Learning Objectives:
- Participants will be able to describe the principles of feminist counseling theory;
- Participants will be able to understand the historical context of feminist counseling theory’s development;
- Participants will be able to identify gender bias and its impact on the clinical process;
- Participants will learn how to utilize feminist counseling theory techniques to build therapeutic alliances with clients.
About the Speaker:

Shannon McCray (she/her) is a Licensed Clinical Professional Counselor based in Chicago, Illinois.
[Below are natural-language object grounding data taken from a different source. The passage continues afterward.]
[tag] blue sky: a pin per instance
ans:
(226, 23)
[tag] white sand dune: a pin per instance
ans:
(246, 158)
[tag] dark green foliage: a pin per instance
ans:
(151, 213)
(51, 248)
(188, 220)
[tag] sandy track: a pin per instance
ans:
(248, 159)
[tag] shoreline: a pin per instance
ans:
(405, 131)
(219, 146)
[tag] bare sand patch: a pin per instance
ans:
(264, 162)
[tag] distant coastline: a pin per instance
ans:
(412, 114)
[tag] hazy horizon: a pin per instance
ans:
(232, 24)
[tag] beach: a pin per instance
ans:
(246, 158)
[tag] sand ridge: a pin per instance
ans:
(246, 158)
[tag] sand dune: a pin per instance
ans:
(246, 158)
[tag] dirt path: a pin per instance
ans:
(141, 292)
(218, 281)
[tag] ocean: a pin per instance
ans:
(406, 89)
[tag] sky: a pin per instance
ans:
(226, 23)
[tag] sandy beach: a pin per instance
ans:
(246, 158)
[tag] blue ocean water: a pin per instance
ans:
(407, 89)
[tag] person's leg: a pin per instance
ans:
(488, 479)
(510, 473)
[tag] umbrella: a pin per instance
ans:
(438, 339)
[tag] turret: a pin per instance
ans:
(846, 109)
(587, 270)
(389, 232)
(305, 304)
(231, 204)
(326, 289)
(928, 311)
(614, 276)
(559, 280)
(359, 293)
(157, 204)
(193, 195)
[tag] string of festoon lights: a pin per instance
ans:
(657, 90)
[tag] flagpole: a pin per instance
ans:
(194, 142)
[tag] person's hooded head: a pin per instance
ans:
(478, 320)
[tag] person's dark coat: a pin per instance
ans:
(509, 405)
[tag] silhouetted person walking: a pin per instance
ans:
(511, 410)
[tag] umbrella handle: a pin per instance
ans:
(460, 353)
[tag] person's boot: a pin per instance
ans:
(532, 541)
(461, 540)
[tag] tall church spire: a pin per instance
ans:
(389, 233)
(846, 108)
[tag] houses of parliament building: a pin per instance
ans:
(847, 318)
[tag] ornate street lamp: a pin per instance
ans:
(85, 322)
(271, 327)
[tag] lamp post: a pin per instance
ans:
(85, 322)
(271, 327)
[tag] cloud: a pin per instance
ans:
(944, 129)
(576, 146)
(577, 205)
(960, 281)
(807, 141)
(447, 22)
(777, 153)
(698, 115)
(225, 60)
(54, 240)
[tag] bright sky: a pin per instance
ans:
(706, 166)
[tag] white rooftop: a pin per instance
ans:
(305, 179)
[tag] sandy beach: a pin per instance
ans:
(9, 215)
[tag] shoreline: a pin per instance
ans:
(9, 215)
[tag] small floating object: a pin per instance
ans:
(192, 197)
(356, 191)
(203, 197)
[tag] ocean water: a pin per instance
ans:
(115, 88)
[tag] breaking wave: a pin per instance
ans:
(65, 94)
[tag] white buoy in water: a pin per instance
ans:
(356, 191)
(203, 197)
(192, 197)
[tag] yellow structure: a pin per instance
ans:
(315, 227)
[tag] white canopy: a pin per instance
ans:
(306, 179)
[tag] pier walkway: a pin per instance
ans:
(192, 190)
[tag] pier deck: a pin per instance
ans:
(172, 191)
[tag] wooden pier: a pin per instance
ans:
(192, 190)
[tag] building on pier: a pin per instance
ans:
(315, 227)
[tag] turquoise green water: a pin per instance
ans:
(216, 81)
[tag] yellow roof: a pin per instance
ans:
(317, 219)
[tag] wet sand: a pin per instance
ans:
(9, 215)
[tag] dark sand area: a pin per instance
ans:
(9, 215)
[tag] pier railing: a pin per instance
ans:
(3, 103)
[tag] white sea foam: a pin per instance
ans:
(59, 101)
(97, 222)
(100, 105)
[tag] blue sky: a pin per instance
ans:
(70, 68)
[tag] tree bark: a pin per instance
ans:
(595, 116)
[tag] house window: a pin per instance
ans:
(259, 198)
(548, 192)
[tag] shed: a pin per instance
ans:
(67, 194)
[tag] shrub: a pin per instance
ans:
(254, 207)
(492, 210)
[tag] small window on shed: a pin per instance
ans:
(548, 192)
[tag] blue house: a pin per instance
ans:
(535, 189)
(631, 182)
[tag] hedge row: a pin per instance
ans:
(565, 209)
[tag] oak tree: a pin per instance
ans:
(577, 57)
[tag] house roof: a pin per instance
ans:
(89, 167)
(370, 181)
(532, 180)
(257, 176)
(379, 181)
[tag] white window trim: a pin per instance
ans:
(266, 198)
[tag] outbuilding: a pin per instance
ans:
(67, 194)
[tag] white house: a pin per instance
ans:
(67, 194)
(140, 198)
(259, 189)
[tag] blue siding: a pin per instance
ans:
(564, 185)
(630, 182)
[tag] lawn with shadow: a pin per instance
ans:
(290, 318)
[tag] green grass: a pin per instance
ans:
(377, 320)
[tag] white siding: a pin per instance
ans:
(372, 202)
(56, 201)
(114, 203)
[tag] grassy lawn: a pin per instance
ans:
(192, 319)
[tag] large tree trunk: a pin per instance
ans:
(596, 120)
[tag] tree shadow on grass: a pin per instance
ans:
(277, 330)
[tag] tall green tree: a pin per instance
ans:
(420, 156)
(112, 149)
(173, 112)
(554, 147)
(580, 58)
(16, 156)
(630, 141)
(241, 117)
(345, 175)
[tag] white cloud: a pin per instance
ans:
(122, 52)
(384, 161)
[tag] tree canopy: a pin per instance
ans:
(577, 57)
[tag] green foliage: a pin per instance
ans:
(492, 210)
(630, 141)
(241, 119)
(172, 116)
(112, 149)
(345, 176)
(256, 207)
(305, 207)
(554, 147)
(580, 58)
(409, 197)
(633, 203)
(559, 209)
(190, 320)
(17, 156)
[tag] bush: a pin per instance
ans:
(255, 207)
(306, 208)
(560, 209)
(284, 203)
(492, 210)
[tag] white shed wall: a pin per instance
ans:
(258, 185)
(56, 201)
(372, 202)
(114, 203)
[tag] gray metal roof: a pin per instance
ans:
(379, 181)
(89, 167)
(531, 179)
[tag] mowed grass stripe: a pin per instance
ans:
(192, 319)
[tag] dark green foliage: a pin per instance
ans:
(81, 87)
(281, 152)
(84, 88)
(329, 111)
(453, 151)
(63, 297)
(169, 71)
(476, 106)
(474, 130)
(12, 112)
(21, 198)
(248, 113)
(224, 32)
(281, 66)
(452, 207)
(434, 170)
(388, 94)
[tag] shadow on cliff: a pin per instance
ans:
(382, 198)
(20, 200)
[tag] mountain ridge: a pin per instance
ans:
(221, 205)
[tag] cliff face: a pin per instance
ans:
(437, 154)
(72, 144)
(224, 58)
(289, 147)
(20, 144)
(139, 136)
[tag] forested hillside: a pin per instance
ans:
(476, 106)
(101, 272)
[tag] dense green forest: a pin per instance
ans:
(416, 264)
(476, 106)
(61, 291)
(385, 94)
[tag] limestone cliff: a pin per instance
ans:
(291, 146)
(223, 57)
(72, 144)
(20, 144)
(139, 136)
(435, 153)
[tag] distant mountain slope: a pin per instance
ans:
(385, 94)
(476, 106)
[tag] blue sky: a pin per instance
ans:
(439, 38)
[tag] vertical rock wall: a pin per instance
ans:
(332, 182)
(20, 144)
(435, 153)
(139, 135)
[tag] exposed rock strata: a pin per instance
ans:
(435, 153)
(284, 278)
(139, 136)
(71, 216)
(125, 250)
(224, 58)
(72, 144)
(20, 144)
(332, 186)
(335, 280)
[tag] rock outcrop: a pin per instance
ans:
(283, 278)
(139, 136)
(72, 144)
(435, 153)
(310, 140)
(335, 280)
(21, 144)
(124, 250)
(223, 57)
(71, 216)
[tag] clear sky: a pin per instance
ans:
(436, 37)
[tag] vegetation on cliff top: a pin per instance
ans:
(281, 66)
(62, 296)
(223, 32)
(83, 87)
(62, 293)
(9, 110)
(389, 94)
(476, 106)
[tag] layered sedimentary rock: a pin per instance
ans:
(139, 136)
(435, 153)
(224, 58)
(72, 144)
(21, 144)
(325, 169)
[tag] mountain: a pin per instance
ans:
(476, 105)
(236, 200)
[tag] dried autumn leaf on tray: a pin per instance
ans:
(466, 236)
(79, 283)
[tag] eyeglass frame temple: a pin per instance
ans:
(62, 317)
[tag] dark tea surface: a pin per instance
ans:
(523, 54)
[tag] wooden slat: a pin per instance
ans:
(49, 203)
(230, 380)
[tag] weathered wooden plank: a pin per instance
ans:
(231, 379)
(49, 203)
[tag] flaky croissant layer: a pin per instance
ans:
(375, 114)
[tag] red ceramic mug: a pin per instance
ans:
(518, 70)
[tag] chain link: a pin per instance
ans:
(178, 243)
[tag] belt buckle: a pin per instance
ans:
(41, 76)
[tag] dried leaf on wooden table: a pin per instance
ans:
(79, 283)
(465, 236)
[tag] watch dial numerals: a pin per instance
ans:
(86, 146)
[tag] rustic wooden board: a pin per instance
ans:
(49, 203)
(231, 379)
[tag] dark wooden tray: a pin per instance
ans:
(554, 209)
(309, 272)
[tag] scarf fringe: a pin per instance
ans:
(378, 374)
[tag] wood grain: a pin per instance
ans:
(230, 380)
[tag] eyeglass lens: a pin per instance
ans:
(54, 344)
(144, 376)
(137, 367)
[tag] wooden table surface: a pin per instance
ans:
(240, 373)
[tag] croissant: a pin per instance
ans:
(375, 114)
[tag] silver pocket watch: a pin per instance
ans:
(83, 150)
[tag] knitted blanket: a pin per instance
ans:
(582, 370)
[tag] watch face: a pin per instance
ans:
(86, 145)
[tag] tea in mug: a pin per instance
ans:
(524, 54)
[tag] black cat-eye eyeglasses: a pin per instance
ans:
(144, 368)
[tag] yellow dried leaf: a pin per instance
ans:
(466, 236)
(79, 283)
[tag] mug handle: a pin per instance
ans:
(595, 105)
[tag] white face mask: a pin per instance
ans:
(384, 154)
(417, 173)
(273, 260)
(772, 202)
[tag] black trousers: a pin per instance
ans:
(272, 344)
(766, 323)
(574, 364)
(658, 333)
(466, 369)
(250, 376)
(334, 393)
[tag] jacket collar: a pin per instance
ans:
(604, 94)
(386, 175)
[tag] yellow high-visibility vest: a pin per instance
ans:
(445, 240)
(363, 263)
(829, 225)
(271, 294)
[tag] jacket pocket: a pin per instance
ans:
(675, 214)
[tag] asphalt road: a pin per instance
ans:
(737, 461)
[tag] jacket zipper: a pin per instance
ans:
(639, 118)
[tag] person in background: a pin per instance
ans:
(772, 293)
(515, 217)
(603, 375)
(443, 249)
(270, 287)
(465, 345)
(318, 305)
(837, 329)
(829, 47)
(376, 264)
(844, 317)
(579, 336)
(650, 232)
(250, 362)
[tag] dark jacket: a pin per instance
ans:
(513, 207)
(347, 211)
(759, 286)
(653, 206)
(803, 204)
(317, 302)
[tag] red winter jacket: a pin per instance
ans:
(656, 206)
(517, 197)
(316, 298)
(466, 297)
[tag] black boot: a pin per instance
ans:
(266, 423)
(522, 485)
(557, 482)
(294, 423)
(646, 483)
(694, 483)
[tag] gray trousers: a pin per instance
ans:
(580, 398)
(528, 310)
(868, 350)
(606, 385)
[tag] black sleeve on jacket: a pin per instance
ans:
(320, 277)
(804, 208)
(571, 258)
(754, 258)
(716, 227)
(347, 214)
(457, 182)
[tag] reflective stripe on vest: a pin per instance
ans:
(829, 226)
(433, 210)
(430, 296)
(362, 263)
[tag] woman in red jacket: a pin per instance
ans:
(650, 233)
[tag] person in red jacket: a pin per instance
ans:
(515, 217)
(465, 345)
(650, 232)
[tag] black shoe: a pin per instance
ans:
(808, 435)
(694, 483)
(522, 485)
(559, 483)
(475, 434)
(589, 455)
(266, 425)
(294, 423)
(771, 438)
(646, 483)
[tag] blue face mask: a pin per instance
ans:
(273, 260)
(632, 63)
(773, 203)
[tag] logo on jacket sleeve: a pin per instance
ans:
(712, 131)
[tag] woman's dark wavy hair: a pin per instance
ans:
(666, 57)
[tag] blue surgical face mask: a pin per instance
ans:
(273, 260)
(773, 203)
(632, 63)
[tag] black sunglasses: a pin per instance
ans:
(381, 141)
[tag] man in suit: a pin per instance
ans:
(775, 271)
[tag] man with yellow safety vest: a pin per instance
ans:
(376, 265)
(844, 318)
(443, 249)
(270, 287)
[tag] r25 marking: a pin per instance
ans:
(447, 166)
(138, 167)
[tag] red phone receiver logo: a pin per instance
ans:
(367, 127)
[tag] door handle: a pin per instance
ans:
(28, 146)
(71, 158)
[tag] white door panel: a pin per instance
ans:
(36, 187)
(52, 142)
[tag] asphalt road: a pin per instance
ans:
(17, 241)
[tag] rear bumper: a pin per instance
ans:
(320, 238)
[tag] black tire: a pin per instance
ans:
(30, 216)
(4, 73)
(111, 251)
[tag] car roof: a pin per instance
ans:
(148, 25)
Shannon is the Director of Behavioral Health at the Inner-City Muslim Action Network (IMAN), where her professional work addresses the intersections of mental health, racial trauma, community violence, childhood adverse experiences and organizing for social change–all of which are her clinical interests. Additionally, Shannon is a professional consultant and facilitates training/professional development workshops for other professionals that are gender-responsive, trauma-informed, socially just, and culturally responsive.